Gia wasn’t completely sure; her sex life had not been lived here at home, ever, so Bo had never been confronted by that part of who she was. They’d talked about love and sex a few times, in a general way—Bo considered Gia his How People Our Age Act encyclopedia—so he knew what kind of men attracted her, and she knew that everything about love and sex confounded him. He probably fit best under the labels of aromantic and/or asexual, but that wasn’t quite right, either. He found women attractive and got turned on, and he enjoyed sexy stories (he preferred romance and didn’t like porn). They’d even had a profoundly uncomfortable (for Gia) discussion about masturbation and how it was completely normal.

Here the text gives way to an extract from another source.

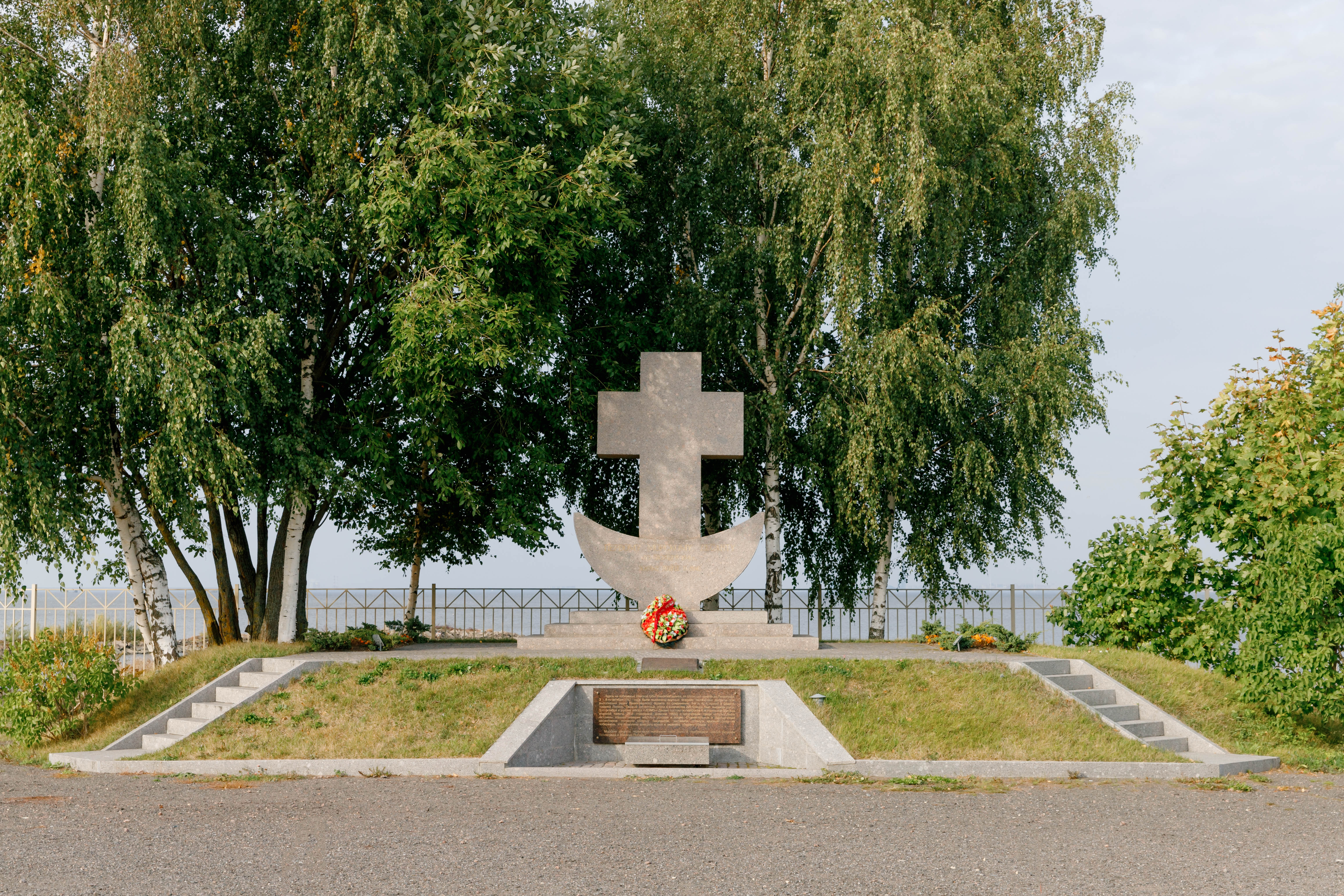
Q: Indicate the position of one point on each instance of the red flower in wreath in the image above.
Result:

But Bo understood love and sex only through fiction. For him, real-life people were unpredictable puzzles, and most physical touch was unpleasant and agitating. He couldn’t imagine understanding anybody well enough to want them to be that close to him. But he could enjoy a story about two people falling in love and exploring their feelings physically, and therefore, he could feel that lack of connection in his own life as something missing.

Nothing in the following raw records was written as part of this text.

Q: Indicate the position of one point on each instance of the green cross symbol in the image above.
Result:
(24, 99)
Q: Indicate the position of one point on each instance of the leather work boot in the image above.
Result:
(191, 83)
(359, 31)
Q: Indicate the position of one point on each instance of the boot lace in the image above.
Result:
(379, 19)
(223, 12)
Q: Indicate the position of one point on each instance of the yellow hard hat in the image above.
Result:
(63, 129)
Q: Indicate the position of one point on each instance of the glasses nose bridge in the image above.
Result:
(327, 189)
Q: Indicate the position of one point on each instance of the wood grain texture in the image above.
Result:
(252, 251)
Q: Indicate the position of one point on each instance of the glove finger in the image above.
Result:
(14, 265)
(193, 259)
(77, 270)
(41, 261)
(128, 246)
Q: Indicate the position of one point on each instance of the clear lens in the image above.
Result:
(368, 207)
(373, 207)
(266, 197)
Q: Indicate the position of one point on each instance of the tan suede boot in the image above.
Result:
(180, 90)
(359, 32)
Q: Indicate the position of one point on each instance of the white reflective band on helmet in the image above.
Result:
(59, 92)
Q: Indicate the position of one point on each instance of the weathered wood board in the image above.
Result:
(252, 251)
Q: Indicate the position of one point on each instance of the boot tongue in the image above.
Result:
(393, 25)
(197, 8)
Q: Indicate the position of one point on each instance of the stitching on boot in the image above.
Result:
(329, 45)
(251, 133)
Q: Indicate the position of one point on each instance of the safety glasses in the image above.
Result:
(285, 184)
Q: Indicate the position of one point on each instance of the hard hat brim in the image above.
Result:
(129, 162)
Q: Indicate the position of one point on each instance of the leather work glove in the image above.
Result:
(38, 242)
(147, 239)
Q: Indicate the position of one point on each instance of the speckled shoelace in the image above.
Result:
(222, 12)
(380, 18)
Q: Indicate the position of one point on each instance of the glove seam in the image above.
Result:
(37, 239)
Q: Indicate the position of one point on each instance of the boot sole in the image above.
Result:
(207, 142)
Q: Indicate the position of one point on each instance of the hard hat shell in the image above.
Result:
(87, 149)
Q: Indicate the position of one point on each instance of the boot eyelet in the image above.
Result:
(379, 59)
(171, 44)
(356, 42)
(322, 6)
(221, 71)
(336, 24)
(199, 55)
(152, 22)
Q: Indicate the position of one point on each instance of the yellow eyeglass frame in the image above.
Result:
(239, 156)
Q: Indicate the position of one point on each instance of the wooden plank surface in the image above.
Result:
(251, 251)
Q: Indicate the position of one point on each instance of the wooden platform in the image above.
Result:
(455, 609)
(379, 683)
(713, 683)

Gia looked up at his dark window and wondered if seeing her holding hands with Zaxx, walking to her backyard shed in the middle of the night, made him feel that empty space.

How was her perfectly unique baby brother going to feel about her bringing a guy home to fuck? Gia had no idea. She hoped it didn’t hurt him somehow.

That wasn’t the point of Zaxx’s question, she knew. “He’ll be fine. He won’t tell our folks. We have a pact, and Bo doesn’t betray his promises.” The pact was, essentially, that they didn’t blab each other’s shit to the parentals. Bo, being hardwired for precision, had added an asterisk to their promise: it did not apply to anything that could reasonably be considered dangerous.

Like, he’d blabbed to everybody that she’d ignored the parental demand to hurry home before a big Christmas storm a few years ago. But then she’d wrecked in the snow and almost died, so ... dangerous.

With the exception of his daily use of very sharp woodworking tools, with which he was militant about safety, Bo never did anything that could reasonably be considered dangerous. He also had very few secrets. Their pact was doing all its work on Gia’s side.

“I meant it when I said your dad doesn’t scare me off, Gia.” Zaxx said, tugging on her hand.

“I know. I believe you, or you wouldn’t be here. I’m just assuring you that Bo won’t try to make trouble. We don’t make trouble for each other. We help fix it.”

Zaxx reacted oddly to that assurance. He made a sound like a half-baked chuckle and, as they stepped onto the porch of her ‘house,’ he pulled his phone from his jeans and checked the screen. He didn’t try to block it from Gia, so she saw that the only preview was from ESPN.

“Something wrong?” she asked before she opened the door.

“No, sorry.” He put his phone away. “Just checking if I heard from my sister. She’s going through something right now.”

“And you’re helping her fix it?”

“I’m trying.” Worry dimmed his smile a little.

“Do you want to talk about it?”

“That is absolutely not what I want to do right now.”